Defines which attributes contain references to other objects. The typical user can safely ignore this attribute. It is mainly intended for internal use and advanced customization of dlisio’s parsing routine.
Object-to-object references often contains implicit information. E.g. Frame.channels implicitly reference Channel object, so the type ‘CHANNEL’ is not specified in the file. Hence dlisio needs to be told about this.
Like for attributes, this behavior is customizable.
Examples
Change how dlisio parses Channel.source:
>>> from dlisio.dlis.utils import obname >>> Channel.linkage['SOURCE'] = obname('PARAMETER') >>> with dlisio.dlis.load('file.dlis') as (f, *_): ... ch = f.object('channel', 'TDEP') ... ch.source Parameter('2000T')
The same can be achieved for a _specific_ object. Forcing a copy of the linkage-dict makes sure your changes only apply to that specific object:
>>> ch = f.object('channel', 'TDEP') >>> ch.linkage = dict(ch.linkage) >>> ch.linkage['SOURCE'] = dlisio.plumbing.parse.obname('PARAMETER') >>> ch.source Parameter('2000T')
- Type:
dict
Process#
- class dlisio.dlis.Process(BasicObject)#
Process objects describes a specific process or computation applied to input objects to get output objects.
- description#
RP66V1 name: DESCRIPTION
- Type:
str
- trademark_name#
Trademark name refers to the process and its products.

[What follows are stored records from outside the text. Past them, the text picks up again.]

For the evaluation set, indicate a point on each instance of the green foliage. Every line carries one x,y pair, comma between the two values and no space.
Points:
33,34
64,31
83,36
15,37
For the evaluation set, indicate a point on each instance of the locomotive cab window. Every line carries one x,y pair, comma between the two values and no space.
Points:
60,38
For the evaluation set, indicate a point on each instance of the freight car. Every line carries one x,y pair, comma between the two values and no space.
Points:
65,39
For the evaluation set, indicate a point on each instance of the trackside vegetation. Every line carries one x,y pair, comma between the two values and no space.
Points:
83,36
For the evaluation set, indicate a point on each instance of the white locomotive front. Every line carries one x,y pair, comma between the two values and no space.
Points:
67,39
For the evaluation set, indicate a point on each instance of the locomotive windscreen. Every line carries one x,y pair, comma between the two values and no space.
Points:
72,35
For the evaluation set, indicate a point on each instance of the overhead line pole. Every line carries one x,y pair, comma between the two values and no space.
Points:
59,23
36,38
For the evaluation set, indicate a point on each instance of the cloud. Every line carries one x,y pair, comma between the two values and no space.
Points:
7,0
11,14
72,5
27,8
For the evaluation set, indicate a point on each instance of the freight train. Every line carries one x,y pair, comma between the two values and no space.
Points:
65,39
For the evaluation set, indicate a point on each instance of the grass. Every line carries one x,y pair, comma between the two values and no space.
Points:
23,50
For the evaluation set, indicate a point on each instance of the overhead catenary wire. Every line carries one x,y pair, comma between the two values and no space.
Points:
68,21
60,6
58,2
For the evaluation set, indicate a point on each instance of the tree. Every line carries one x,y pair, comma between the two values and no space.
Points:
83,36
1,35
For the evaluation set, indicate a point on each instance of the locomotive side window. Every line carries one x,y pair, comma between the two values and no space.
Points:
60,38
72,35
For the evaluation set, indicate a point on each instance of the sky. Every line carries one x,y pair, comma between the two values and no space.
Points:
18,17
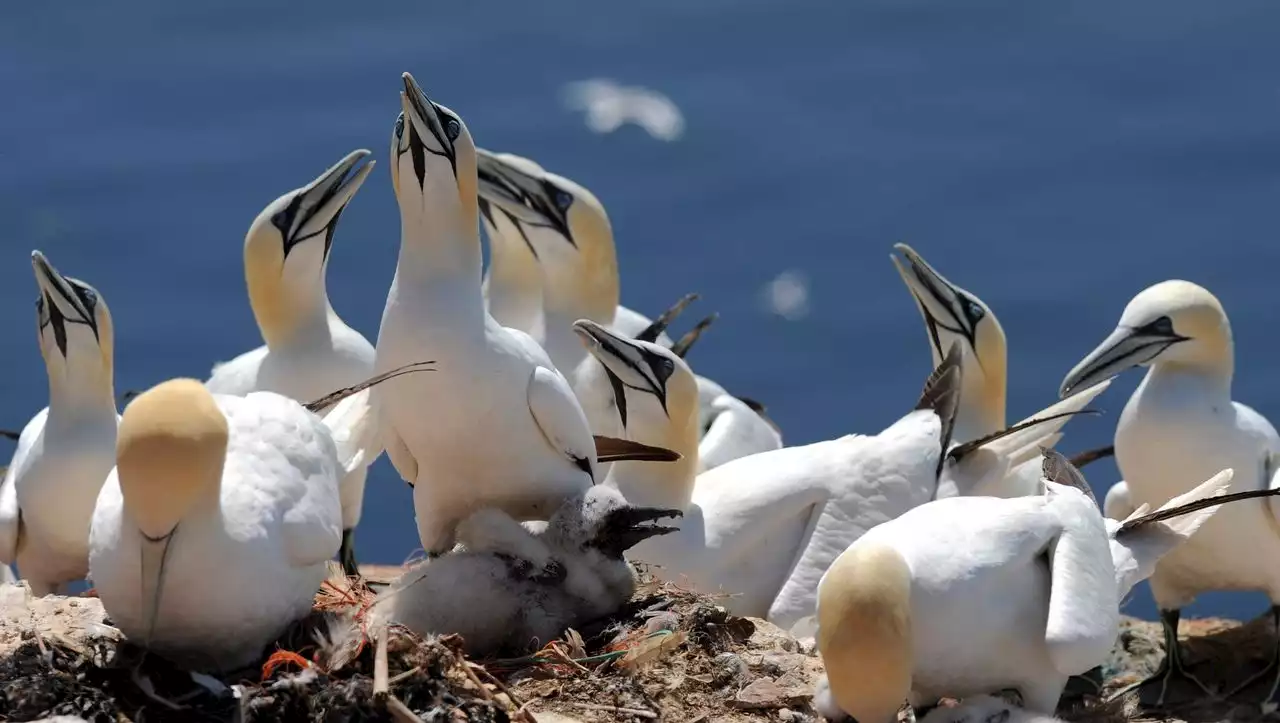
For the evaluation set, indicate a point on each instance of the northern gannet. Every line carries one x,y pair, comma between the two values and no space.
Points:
67,449
307,349
970,595
497,425
512,283
508,586
952,315
764,527
568,233
1178,425
211,534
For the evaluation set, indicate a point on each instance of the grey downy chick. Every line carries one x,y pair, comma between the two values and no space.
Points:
507,587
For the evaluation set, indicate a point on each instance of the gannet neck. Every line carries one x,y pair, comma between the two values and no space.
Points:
76,334
982,397
864,631
287,252
584,283
657,402
170,449
286,310
434,178
513,283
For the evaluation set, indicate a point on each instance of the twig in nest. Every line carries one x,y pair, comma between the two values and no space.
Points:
638,712
502,686
475,681
400,712
382,685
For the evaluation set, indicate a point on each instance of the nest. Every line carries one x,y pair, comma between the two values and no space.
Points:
670,654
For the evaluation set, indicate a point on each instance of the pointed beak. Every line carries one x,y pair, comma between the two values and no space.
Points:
323,200
519,188
629,526
604,344
154,553
937,298
424,119
1123,349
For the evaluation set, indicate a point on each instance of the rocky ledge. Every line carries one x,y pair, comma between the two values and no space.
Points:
670,655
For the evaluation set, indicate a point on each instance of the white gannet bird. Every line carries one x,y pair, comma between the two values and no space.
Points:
510,586
68,448
213,532
512,283
568,233
497,425
970,595
952,315
764,527
1179,424
309,349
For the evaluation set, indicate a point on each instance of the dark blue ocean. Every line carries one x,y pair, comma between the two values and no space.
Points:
1054,159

RP66V1 name: TRADEMARK-NAME
- Type:
str
- version#
Software version.
RP66V1 name: VERSION
- Type:
str
- properties#
Properties that applies to the output of the process, as a result of the process.
RP66V1 name: PROPERTIES
- Type:
list(str)
- status#
Indicated the status of the process. It’s typically updated to indicate when the process is completed or aborted.
RP66V1 name: STATUS
- Type:
str
- input_channels#
Channels that are used directly by this Process.
RP66V1 name: INPUT-CHANNELS
- Type:
list(Channel)
- output_channels#
Channels that are produced directly by this Process.
RP66V1 name: OUTPUT-CHANNELS
- Type:
list(Channel)
- input_computations#
Computations that are used directly by this Process.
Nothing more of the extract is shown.